An increase in the annual state application fee for tobacco vendors in New York could cause many of them to stop selling cigarettes and cigars, the Rochester Democrat and Chronicle reported.
The whopping 900% increase for small vendors is currently part of the New York state budget. The annual fee is skyrocketing from $100 to $1,000 for stores with a gross revenue of less than $1 million a year; from $100 to $2,500 for stores with revenue of more than $1 million but less than $10 million; and from $100 to $5,000 for stores with $10 million or more in gross revenue.
With such a huge increase, the goal likely isn’t to generate revenue, but to decrease the number of tobacco vendors by 40%, noted Jim Calvin, president of the New York State Association of Convenience Stores.
Although, according to Matt Anderson, a spokesman for the New York Division of the Budget, the fees are, in fact, meant to bring in an additional $16.7 million for the State. Still, Anderson did not deny that a partial goal of the new fees is to reduce tobacco availability. “We view this as a public health issue,” he told the Rochester Democrat and Chronicle.

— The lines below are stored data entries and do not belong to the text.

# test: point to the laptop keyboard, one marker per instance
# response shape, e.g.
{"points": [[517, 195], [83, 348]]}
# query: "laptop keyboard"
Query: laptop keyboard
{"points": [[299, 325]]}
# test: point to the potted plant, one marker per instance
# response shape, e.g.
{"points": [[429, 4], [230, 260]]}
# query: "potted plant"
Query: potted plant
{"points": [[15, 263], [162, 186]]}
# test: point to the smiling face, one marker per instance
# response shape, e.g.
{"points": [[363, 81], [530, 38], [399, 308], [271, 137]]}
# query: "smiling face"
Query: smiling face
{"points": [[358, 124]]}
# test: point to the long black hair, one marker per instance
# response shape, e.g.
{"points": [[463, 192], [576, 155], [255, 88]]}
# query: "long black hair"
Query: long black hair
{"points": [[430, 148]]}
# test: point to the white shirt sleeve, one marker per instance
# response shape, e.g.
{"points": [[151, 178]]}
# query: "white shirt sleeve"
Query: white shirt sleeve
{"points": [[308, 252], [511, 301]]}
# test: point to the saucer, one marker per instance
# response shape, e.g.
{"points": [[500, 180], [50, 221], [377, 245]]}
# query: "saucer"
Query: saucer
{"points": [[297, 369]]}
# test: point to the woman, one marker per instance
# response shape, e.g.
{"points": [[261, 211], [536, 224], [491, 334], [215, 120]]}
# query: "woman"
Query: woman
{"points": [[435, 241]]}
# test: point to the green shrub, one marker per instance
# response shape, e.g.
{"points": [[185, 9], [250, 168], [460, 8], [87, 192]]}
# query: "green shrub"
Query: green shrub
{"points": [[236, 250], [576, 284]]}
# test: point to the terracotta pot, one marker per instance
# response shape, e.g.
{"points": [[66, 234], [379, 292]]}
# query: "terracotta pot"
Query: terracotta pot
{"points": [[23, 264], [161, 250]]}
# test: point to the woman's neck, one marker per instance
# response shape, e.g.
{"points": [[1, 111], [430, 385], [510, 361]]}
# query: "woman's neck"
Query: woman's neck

Faced with the huge new fees, which are due by Sept. 20 and cover licensing for 2010, many Rochester-area vendors are wondering if they should stop selling tobacco altogether.
The New York State Convenience Store Association, with 7,700 members, is lobbying for a fee reduction, as well as weighing legal action. Calvin noted he’s hoping that the Legislature could reverse its action during a special session in September.